The advent of virtual doctor visits, telemedicine delivering home healthcare in rural areas, and surgeons performing life-saving procedures from thousands of miles away with robotics means full service health care at home is close to becoming a reality.
Learn More about Health 2.0.
Need for Speed & Access
Inventors in the healthcare arena are working on voice recognition software physicians can use to more easily access patient health information. They should be able to coordinate care and receive data from clinical trials to help make care recommendations without ever having to lay hands on their computers. This leaves more time for talking with the patient, and diagnosing and treating the malady.

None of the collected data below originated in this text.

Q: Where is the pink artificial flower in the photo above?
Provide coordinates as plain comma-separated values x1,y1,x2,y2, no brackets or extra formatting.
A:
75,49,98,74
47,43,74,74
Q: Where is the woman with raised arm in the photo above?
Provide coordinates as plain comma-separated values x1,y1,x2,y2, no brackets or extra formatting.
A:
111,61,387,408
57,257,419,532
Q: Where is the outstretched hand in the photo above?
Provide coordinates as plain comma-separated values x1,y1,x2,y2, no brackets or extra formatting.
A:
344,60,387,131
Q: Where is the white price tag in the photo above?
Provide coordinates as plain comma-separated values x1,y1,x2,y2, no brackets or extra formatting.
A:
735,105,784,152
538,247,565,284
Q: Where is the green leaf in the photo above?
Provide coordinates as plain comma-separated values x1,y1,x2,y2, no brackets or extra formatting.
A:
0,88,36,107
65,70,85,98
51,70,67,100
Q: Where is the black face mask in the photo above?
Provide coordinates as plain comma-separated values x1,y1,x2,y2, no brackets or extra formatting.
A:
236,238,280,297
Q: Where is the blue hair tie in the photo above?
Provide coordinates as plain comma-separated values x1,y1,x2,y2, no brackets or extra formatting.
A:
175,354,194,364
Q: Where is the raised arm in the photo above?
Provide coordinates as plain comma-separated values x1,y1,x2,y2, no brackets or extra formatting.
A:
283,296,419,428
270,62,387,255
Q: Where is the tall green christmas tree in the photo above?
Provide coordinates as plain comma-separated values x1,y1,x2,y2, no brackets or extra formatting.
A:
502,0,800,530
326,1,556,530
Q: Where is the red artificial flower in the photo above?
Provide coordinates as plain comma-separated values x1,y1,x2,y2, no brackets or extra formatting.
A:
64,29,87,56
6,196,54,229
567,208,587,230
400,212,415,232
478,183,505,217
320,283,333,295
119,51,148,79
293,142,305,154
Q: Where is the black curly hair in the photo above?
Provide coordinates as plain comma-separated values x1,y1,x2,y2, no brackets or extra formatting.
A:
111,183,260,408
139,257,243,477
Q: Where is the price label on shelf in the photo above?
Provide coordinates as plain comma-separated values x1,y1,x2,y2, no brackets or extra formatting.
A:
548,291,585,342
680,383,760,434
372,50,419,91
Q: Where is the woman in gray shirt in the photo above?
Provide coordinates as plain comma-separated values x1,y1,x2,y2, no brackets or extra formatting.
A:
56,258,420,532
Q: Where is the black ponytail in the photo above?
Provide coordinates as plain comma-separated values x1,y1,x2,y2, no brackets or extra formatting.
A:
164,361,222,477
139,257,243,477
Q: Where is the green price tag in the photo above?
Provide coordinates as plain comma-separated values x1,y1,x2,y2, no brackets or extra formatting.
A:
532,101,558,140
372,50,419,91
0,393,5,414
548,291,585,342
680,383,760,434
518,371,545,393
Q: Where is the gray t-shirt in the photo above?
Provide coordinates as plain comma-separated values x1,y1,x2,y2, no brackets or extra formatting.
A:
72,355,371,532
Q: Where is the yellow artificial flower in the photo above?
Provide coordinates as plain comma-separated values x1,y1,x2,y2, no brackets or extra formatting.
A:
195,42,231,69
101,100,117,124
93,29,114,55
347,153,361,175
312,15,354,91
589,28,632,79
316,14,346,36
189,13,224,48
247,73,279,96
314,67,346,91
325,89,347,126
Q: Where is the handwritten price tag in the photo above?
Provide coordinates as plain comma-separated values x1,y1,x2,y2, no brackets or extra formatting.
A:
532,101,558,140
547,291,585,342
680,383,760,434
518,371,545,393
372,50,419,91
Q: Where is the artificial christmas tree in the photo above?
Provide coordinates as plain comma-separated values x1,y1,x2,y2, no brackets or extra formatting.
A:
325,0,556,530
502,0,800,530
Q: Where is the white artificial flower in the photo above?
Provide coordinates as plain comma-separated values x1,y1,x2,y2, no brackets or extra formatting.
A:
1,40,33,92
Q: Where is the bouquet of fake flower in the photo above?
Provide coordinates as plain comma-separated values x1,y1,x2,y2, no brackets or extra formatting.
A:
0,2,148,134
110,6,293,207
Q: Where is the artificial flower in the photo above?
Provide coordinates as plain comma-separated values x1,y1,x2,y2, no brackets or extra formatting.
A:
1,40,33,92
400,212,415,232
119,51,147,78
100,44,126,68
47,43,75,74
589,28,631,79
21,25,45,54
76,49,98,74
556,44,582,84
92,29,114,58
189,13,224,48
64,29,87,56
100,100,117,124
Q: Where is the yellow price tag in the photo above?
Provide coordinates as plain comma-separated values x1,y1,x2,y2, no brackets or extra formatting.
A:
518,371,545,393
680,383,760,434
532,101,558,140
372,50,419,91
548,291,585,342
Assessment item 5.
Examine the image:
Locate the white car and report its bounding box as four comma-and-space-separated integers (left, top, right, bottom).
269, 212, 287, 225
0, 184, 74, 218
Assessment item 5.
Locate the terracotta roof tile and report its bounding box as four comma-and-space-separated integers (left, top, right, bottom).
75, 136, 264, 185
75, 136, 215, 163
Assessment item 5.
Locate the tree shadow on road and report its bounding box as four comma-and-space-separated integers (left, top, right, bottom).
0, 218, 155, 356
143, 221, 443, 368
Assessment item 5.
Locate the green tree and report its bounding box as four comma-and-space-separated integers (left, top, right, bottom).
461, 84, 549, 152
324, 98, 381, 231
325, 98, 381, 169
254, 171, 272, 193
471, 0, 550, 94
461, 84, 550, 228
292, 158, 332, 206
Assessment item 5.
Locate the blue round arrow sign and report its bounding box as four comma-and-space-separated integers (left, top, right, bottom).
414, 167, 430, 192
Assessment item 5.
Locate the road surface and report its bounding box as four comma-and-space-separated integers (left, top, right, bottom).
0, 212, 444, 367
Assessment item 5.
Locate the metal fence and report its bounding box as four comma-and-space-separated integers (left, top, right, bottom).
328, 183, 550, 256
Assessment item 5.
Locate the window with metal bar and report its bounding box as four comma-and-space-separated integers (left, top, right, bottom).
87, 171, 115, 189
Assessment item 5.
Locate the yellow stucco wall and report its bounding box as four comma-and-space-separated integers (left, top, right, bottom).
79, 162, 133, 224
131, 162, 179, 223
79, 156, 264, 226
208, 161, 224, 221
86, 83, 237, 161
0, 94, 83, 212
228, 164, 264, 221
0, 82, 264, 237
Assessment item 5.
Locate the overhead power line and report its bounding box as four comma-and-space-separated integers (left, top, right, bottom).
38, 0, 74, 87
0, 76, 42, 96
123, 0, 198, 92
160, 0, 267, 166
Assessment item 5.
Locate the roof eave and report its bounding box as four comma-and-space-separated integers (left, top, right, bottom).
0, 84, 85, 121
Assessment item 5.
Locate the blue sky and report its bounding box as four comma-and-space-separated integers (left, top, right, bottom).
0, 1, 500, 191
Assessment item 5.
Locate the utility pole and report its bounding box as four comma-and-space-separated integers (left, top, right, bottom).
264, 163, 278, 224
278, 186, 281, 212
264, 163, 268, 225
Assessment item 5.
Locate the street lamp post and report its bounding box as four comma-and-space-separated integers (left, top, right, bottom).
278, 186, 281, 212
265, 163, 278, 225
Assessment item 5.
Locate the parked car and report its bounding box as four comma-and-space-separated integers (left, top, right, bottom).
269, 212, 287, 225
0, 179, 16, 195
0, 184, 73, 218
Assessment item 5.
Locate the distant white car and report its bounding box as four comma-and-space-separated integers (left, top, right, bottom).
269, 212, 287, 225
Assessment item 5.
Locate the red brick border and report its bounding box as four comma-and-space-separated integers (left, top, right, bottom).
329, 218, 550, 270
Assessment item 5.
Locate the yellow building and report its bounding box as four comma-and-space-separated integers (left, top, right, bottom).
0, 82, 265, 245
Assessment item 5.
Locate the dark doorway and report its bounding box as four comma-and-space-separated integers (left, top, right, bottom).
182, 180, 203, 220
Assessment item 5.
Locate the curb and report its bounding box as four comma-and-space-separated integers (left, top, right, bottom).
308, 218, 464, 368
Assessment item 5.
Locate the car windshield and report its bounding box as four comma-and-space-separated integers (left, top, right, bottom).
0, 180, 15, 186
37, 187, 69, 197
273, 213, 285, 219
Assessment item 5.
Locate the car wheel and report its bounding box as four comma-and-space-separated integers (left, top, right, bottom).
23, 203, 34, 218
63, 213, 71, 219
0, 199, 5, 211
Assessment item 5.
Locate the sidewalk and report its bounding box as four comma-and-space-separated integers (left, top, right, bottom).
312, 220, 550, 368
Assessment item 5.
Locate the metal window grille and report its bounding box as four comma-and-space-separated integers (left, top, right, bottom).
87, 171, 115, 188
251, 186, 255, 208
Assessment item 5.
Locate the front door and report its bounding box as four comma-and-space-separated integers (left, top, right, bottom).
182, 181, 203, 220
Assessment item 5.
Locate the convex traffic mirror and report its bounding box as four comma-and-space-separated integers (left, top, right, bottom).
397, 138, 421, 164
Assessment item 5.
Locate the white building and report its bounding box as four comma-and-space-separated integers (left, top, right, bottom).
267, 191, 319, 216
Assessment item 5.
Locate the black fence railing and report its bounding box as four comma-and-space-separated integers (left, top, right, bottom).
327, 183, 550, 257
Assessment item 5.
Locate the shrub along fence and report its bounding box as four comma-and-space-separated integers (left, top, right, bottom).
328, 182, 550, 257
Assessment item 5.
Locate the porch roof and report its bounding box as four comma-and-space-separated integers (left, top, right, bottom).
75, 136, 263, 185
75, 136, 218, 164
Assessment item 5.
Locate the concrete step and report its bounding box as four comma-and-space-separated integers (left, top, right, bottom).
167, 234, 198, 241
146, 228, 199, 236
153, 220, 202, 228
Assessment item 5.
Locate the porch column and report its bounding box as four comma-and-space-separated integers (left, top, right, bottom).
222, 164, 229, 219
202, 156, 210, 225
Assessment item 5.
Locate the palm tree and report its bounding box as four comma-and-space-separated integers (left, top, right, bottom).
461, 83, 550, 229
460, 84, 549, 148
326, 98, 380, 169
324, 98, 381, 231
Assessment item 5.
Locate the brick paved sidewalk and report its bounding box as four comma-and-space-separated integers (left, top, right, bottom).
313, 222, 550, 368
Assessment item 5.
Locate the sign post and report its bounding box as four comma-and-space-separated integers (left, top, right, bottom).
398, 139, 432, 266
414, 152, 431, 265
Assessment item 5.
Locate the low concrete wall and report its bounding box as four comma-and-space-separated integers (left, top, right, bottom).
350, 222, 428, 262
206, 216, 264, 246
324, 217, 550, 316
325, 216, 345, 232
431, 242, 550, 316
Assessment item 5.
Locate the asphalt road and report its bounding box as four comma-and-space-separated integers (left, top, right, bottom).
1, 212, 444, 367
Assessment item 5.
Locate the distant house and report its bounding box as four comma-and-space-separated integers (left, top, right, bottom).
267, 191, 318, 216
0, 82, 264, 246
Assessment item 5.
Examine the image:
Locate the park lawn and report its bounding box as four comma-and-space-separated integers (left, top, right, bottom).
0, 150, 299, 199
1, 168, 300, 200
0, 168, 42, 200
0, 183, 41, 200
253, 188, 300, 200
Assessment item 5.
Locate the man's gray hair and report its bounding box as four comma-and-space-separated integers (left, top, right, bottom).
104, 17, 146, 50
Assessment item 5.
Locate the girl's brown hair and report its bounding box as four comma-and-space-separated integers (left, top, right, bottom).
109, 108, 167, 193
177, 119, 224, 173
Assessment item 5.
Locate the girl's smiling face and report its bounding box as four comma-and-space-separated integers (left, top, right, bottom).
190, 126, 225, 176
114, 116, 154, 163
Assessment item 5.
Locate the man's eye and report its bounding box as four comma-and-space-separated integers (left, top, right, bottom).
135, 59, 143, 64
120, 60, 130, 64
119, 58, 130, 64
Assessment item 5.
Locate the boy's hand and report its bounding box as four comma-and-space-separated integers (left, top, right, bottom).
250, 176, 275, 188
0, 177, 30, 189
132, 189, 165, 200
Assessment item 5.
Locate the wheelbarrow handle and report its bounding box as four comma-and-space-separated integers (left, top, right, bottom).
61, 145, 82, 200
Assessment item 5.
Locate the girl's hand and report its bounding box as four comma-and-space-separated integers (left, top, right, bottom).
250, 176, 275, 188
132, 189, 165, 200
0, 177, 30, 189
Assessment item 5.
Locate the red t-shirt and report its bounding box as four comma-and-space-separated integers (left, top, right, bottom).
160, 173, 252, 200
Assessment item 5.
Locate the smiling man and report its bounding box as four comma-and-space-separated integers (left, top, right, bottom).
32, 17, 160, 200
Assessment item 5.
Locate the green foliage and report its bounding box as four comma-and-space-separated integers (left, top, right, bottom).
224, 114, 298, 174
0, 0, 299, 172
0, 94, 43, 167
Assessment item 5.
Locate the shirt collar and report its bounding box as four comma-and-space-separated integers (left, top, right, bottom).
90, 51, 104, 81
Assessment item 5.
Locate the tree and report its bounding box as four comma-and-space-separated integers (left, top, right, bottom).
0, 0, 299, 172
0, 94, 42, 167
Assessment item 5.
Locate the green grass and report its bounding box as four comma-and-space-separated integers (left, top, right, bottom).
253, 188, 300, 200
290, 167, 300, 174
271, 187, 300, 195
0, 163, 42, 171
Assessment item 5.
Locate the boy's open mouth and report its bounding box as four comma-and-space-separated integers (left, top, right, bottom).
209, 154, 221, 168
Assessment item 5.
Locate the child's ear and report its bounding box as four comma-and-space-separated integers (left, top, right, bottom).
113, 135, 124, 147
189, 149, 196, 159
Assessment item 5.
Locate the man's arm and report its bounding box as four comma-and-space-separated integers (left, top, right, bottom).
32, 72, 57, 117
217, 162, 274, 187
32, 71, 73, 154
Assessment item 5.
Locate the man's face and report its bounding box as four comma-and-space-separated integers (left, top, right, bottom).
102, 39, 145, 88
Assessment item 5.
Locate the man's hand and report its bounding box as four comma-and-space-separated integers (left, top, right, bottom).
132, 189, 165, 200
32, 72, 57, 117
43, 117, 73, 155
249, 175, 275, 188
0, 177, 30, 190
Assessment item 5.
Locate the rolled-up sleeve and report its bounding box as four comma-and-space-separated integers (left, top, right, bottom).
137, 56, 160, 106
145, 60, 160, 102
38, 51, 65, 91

For patients, programs and apps are being developed to make access and information closer than ever. One such app, ZocDoc, allows consumers to indicate the type of physician needed, set a place, a time, and insurance requirements; in seconds a list of physicians with available appointment times appears. The appointment can be booked and pre-visit information collected all before crossing the office threshold, or dialing a phone number.
For migraine headache and allergy sufferers, there are programs that allow individuals to track the events and the symptoms, what caused the onset and they even suggest possible options for alleviating the discomfort.
Patients already have monitors that feed data from their heart monitors over the phone to their physician’s office, why not live feeds of vital signs to help ward off potential heart attacks or strokes?
Patients often want the same immediate access to diagnoses and treatment that they want from social media. They want information and speed. Many companies are investing in entrepreneurship in healthcare. Grants and awards are available for all manner of information gathering hardware and software that make health care instantly accessible.
Health Technology and Health Informatics
The future for informaticists is bright. Clinicians such as doctors and nurses; IT professionals with backgrounds in information management and computer science; professionals who manage medical records departments; and health science librarians are among those who work in areas seeing tremendous growth and opportunities.
Research and development of new technologies will require the strengths of all these disciplines to continue moving healthcare into the future and meet consumer demand.